Rap With B-Cat

Baby Cat daydreaming

Baby Cat daydreaming

It occurs to me, as I sit in the studio on this cool spring morning, that there is a fourth member of my household that has yet to be introduced. We have a cat, an elder statesman, a worthy companion and sparring partner for Tripper-Dog-Dog-Dog. He has a name that no one uses because, early in his life, he became a rap star and dumped his given name. He is now known to all the world as Baby Cat.

When I first met Baby Cat I called him Sumo. He is a very large cat, a formidable kitty. Late at night I have more than once thought there was a burly intruder in the house but it was only Baby Cat pacing as he worked out his latest rap. It is an understatement to say that he is heavy on his feet. Sometimes the room bounces when he leaps from a windowsill.

photoBaby Cat is teaching me about clarity of intention. He leaves no doubt about what he wants (food or pets) and is relentless until he gets it. Truly, he is relentless. He does not know the word “try.” Baby Cat gets. He meets me every morning and guides me to his bowl. If I deviate, he wraps his hulk around my feet or herds me like a shepherd. If physical action is not enough to direct me to his bowl, he begins a verbal assault that would make his mother blush. He wants what he wants and he wants it now. Black and white.
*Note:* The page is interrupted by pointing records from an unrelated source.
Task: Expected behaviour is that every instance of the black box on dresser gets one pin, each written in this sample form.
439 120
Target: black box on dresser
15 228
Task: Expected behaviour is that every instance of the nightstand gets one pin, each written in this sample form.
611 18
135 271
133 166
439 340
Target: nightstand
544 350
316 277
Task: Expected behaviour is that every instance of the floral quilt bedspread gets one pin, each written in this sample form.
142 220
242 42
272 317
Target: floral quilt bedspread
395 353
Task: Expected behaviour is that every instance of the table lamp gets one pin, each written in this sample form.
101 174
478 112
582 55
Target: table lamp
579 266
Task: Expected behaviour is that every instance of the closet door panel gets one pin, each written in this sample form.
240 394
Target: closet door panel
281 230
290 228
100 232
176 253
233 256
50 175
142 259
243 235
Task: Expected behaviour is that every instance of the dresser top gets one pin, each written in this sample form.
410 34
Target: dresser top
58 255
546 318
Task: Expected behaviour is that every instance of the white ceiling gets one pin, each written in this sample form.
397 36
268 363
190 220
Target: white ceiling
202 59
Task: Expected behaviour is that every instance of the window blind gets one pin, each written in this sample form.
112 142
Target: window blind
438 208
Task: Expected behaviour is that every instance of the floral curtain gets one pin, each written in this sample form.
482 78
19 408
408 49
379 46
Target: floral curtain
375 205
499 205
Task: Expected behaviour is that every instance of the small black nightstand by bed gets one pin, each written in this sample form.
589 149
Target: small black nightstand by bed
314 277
In addition to Sumo, I also call him Terrorist Kitty because he resorts to biting ankles as a last resort. Yoda would be proud of Baby Cats force of will. Were he not a rap star I’m certain that he’d be a Jedi. Actors would be well served to study with Master Baby Cat.
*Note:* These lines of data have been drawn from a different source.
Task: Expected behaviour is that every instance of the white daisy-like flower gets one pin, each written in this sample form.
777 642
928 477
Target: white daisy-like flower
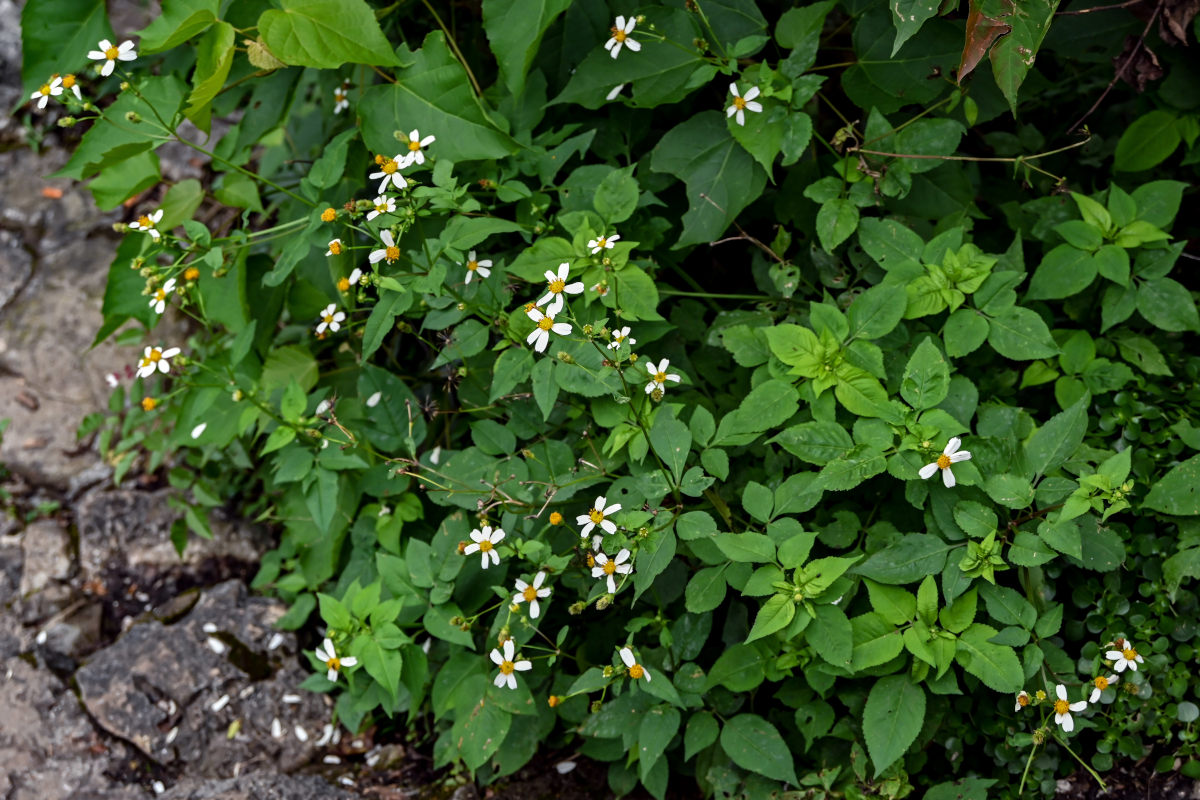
474 264
508 666
147 222
622 337
598 515
556 286
743 103
603 242
540 336
383 204
621 36
659 376
111 54
952 455
1126 657
51 89
485 541
415 155
636 671
334 663
342 97
532 594
330 319
389 170
155 360
1062 709
607 569
159 299
389 252
1099 684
Baby Cat is teaching me about simple contentment (yes, like all things true, it is a paradox: intention and contentment are bedfellows). He shows me how to linger in sunny spots or stare out the window for hours, just because. He has reintroduced me to the fine art of daydreaming. He joins me every morning as I stretch and do a bit of yoga, shamelessly positioning himself in the optimal petting zone close to my feet and gives himself over to my affections. And, because he is so capable of presence and pleasure, I’ve found that my morning yoga has transformed. It is no longer a discipline, something I do that is good for me; it has become a practice of simple attention and loving. I am more capable of presence and pleasure. I rest in it. Like Baby Cat, my body tells me what it needs, and I breathe.